Numa recente decisão do Tribunal da Propriedade Intelectual, na sequência da apresentação de uma acção ao abrigo do referido regime criado pela Lei n.º 62/2011, foi julgada verificada a excepção inominada de falta de interesse em agir, considerando o tribunal que “a autora tem o exclusivo de explorar as patentes de que é titular e tem o direito de impedir que terceiros, sem o seu consentimento, fabriquem, comercializem ou ponham a mesma à disposição de terceiros. Contudo, nada nos autos indicia que exista uma qualquer infracção ou ameaça de infracção e não existe qualquer obrigatoriedade na instauração deste tipo de acções, as quais foram pensadas para um determinado circunstancialismo, inexistente actualmente, e com recurso obrigatório ao tribunal arbitral.”

Apresentado recurso para o Tribunal da Relação de Lisboa, este manteve a referida decisão.

Inconformada, a Autora recorreu para o STJ, defendendo que o início ou a iminência de fabrico, comercialização, armazenamento, exportação ou qualquer tipo de cedência de medicamentos que contenham a substância activa em discussão não são condição ou pressuposto para a acção apresentada com fundamento na Lei n.º 62/2011.

Numa primeira análise, o Tribunal superior reconheceu o direito da Autora de aceder ao recurso de revista excepcional, realçando a polémica que tem vindo a suscitar a matéria da protecção da patente sobre medicamentos relativamente aos quais foram requeridas AIM para medicamentos genéricos. Considerando que, pese embora o interesse particular da recorrente em aceder ao terceiro grau de jurisdição, o que viesse a ser decidido neste caso seria suspectível de se reflectir na resolução de outros litígios em matéria de propriedade industrial cuja competência está concentrada num único tribunal de 1.ª instância, assim contribuindo esta intervenção do STJ para a certeza e segurança na aplicação do direito.

Posteriormente, no seu Acórdão, o STJ clarificou a questão, definindo que “Os titulares dos direitos de propriedade intelectual podem propor a acção especial prevista no artigo 3.º da Lei n.º 62/2011, de 12 de dezembro, designadamente, na redação do Decreto-Lei n.º 110/2018, de 10 de setembro, em face da publicação de um simples pedido de autorização de introdução no mercado.”

O STJ recorreu às palavras do Professor Evaristo Mendes, “Patentes de medicamentos.

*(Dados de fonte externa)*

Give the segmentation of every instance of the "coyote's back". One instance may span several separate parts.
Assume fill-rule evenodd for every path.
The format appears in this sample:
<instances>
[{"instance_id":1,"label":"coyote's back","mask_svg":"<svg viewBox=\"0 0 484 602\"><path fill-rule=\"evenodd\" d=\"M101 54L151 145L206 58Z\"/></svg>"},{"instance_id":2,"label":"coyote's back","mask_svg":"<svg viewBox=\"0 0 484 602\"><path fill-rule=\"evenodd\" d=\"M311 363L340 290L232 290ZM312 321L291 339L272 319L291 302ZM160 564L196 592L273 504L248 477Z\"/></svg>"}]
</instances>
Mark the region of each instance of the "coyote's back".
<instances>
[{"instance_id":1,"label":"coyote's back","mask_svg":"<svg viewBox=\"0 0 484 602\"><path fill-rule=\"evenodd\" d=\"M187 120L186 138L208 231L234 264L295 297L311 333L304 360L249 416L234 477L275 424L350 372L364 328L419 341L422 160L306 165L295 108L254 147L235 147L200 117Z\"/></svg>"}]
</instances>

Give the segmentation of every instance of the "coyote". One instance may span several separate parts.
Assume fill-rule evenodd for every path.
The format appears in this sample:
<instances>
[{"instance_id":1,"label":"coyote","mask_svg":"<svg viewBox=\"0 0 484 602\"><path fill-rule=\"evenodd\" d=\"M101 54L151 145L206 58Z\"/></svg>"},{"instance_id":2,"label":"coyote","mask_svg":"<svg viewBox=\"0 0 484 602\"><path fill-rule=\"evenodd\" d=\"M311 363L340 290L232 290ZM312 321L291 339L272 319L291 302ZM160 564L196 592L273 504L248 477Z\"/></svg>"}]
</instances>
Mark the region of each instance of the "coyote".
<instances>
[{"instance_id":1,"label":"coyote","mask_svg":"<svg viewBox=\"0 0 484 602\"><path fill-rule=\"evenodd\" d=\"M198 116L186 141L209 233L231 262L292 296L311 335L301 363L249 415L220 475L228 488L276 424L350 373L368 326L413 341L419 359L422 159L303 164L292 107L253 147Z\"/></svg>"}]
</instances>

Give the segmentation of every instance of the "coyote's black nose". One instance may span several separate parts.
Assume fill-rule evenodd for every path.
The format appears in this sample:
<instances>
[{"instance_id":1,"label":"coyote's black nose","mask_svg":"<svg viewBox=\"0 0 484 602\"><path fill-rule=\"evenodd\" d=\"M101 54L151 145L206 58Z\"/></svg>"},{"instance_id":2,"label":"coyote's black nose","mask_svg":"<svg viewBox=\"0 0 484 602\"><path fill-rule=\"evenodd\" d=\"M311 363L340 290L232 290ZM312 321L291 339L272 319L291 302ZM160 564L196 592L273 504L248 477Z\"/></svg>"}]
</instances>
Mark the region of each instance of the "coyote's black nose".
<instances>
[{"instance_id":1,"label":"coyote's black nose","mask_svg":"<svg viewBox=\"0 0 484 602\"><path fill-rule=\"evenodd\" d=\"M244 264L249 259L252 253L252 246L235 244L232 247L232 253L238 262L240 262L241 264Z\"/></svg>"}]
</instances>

Arbitragem necessária. Comentário de jurisprudência. Súmula da Lei n.º 62/2011”, in Propriedades Intelectuais, n.º 4 – 2015, págs. 26-40”, para fixar que “(…) o processo previsto no Art. 3.º da Lei n.º 62/2011, de 12 de dezembro, deverá representar-se (e continuar a representar-se) como um “processo especial” de acertamento de direitos: i) suscetível de ser desencadeado em face da publicitação de um simples pedido de AIM (altura em que não haverá, via de regra, qualquer infração ou ameaça iminente de infração de direitos de propriedade industrial); ii) que os titulares de direitos podem instaurar ou não, consoante o interesse que vejam nele; iii) que apenas pode ser instaurado dentro do prazo de um mês a contar dessa publicitação, porque isso se enquadra na lógica de um processo rápido, destinado a concluir-se idealmente antes de haver uma decisão do Infarmed sobre o pedido de AIM; e iv) com uma única instância de recurso.”